La veille de mon départ, Éric m’a laissé un message vocal, court et ambigu. « Je suis toujours intéressé mais j’aimerais que tu trouves quelqu’un d’autre ». 10 minutes plus tard, Diane me texte que son fils ne veut plus participer au tournage.
Je décide d’aller quand même à Sherbrooke, dans l’espoir de le rencontrer et de sonder ses craintes avec lui. Qui sait? Des fois les gens sont ambivalents au sujet d’être filmés ou non. Dans les circonstances, il faut redoubler de prudence. En fait, j’espère un petit miracle. Ça tombe bien parce que, à Sherbrooke, il y a plein de superbes églises!
En arrivant à Sherbrooke j’ai longé la rivière Magog jusqu’à la prison Talbot dans l’espoir de pouvoir laisser une note pour Éric. Je lui avais offert d’aller chez le barbier pour qu’il soit « beau à la TV » et je voulais honorer ma promesse. Ce que je ne savais pas c’est que, même si on peut envoyer des tonnes de lettres par la poste à un détenu, il n’est pas possible de lui laisser un seul petit mot à la réception de la prison. Du moins, c’est ce que l’officier en charge m’a expliqué.
Je suis retourné à ma voiture et j’ai emprunté la rue Bowen Sud pour aller du côté de l’hôpital. Je voulais savoir si l’équipe du suivi intensif avait du nouveau pour préparer la sortie de Éric. Je suis passé par le parc du Mont-Bellevue pour dire bonjour aux Grands pics, avec leur tête rouge. Il y en a beaucoup. Saviez-vous qu’il y avait une pente de ski en ville à Sherbrooke?

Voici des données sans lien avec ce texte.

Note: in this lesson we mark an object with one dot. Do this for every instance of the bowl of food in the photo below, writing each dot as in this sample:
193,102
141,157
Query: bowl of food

Je me trouvais sur la passerelle à l’entrée de l’hôpital sur la rue Murray quand j’ai croisé le psychiatre de Éric. Il m’a informé que deux personnes de son équipe iraient chercher Éric à la prison en après-midi, pour l’amener à l’hôpital.
Cela m’a donné amplement le temps de me promener dans la ville et prendre des images. Ça faisait longtemps que je n’étais pas allé à Sherbrooke. J’avais oublié comment c’était beau. Il faisait soleil. Chaud. Des couples se baladaient en vélo.

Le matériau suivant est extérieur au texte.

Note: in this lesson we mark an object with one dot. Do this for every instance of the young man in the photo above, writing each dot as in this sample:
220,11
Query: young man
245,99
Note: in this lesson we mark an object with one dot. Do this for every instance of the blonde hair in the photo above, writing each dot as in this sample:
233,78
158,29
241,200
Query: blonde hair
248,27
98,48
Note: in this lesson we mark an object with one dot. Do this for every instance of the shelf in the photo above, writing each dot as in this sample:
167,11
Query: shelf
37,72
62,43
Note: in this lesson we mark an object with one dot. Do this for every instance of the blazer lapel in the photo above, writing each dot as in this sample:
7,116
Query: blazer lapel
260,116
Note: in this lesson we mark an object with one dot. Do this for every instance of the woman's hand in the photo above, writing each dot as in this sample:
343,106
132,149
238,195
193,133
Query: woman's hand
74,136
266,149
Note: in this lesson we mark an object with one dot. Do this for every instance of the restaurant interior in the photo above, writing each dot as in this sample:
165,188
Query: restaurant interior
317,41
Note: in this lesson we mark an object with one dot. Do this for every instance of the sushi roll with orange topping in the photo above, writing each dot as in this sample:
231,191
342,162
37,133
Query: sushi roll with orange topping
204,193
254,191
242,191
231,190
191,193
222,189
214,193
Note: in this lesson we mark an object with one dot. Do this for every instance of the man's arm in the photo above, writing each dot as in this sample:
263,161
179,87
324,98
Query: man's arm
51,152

J’en ai profité pour passer au Palais de Justice, il paraît qu’ils ont mis sur pied un PAJ-SM, un tribunal spécialisé en santé mentale . Selon les informations glânées ici et là, j’ai appris que le programme est rattaché à la Cour du Québec, qu’il n’y a qu’une seule séance par mois et que le gros des dossiers atterrissent entre les mains des avocats de l’aide juridique.

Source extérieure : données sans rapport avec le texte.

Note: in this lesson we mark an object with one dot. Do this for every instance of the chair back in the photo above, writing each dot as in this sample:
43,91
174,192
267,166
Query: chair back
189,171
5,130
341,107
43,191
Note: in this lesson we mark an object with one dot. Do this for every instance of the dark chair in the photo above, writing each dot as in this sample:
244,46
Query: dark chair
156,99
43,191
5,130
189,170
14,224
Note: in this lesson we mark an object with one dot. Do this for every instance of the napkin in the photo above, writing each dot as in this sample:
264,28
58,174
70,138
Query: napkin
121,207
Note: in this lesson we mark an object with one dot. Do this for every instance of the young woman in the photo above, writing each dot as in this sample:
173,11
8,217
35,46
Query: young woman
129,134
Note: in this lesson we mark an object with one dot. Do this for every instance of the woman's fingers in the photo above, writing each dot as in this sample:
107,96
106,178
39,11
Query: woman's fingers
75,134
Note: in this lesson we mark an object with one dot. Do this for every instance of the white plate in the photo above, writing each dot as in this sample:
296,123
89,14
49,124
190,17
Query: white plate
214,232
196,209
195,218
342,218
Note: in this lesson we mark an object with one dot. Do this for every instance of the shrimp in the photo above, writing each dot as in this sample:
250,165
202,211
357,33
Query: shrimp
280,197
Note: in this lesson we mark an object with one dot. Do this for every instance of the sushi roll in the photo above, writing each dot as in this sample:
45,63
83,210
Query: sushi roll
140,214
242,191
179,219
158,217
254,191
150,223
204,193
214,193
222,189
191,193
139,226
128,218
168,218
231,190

Vers 15h, une tasse de thé à la main, je me suis assis à la table du Baladi sur la Wellington nord. C’est un sympathique restaurant méditerranéen. Une place ouverte avec un comptoir caisse en plein milieu (Je vais essayer de vous trouver une photo).
Je suis revenu juste à temps pour le parcomètre, l’intérieur de la voiture était brûlant. J’ai démarré la voiture en descendant la vitre. Quand je suis passé sur le pont Montcalm, l’air de la King caressait encore mon visage brûlant. En bas du pont, après un virage à angle droit sur Bowen Sud en direction de la rue Talbot, j’ai passé la 4e vitesse et enfoncé l’accélérateur.

Je rejoins Éric dans l’entrée de la prison, juste à temps pour assister à ses premières minutes de liberté depuis 9 mois.
L’infirmier auxiliaire et le travailleur social qui l’escortent sont très sympathiques. Empathiques. Professionnels. Ils connaissent Éric.
Ils m’expliquent qu’il y a plusieurs unités de soins en santé mentale à l’hôpital. En fait, ils offrent quatre niveaux de soins: du très intensif jusqu’au suivi communautaire. J’ai l’impression que leur unité, le suivi intensif, est très achalandée. Beaucoup de cas, urgents. Pas assez de ressources.
Éric a hâte de sortir et de fumer une cigarette. « Ou cinq » comme il dit. C’est interdit en prison. « Les gars fument leurs patches de nicotine, tu deviens tout étourdi ».
Éric se sort une cigarette du paquet neuf qui virevolte presque entre ses mains; un briquet apparaît. Éric essaie d’allumer sa cigarette plusieurs fois. Le briquet ne fonctionne pas. Incapable d’allumer la moindre cigarette. Personne n’a de feu dans les environs. C’est bien parti!
Il embarque son sac poubelle plastique transparent, à moitié plein de ses effets personnels, dans le coffre de la voiture. En me serrant la main, Éric me dit qu’il accepte d’être filmé « mais pas pour mon premier jour de liberté. Plus tard. C’est trop raide. »
Il me redemande mon numéro de téléphone. Je lui dis « si tu as besoin d’aide tu n’as qu’à m’appeler ». Ma carte de visite en poche il disparaît en claquant la portière de la voiture, personnelle, d’un des gars. Direction: l’hôpital.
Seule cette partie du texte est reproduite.